As I am not very technical myself, I asked my friend to help me out and we started with a simple uses of AI, like text generation, using GPT-2 (its an open source text generator) as an input file I fed to it a set of poems which I collected from different authors, and also included text written by me, and it generated huge amounts of poems and text, through which I picked some, which resonated with me.

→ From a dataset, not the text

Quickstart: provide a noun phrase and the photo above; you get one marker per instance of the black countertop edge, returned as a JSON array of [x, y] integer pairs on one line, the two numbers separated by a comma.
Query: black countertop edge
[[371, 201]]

I also doubt that means, because it seems to suggest the idea of autonomous machine and kind of "machine conciousness" and its "humanization". does it? but that is not my interest - im seeing it as a collaborative creative machine, one that could give much more possibilities for the artists and not only. but still it is a machine that reflects only what you put into it, its not objective

But the text alone doesn’t do justice to the idea I have, I ve been thinking of the way of installing it, so it has some materiality to it, as well as nature elements, as I believe we can create different kind of technology that nurtures our connections to nature at the same time, and spirituality that comes with it - I noticed that most indigenous cultures have strong connections with nature, spirits, interconnection of the all elements in the world, which give them another perspective on things and different understanding of relations to each other and non-human environment. I also like the idea of machines being entangled with magical thinking, not to suggest that technology is magic, but to imagine different possibilities of technological advancement, for example, as in the project "Grow your own cloud" , which you could find in artistic practices section

"Steven Connor - dream machines" :
"Machines are imaginary, not just because we have no choice but to imagine their operation and uses, but also because we invest so strongly in them. When we imagine machines, we are doing more than just representing them to ourselves, for imagining is representation coloured and contoured by feeling. What we feel about machines is thrown into sharp relief by the fact that machines themselves seemingly by definition do not feel. This means that we are in a relation of reciprocal surrogacy with machines. Machines do things on our behalf, without needing to have any feelings about it. If machines do not feel, then we do, and our feelings may well be feelings about that disjuncture. Machines do the doing we cannot, we feel the feeling they cannot. Machines give us ways of feeling about ourselves, just because, we are almost sure, they do not themselves have ways of feeling about themselves. We feel for them, and perhaps also through them. What we feel for and about and through them confirms us by recoil in our way of existing ourselves as non-mechanical."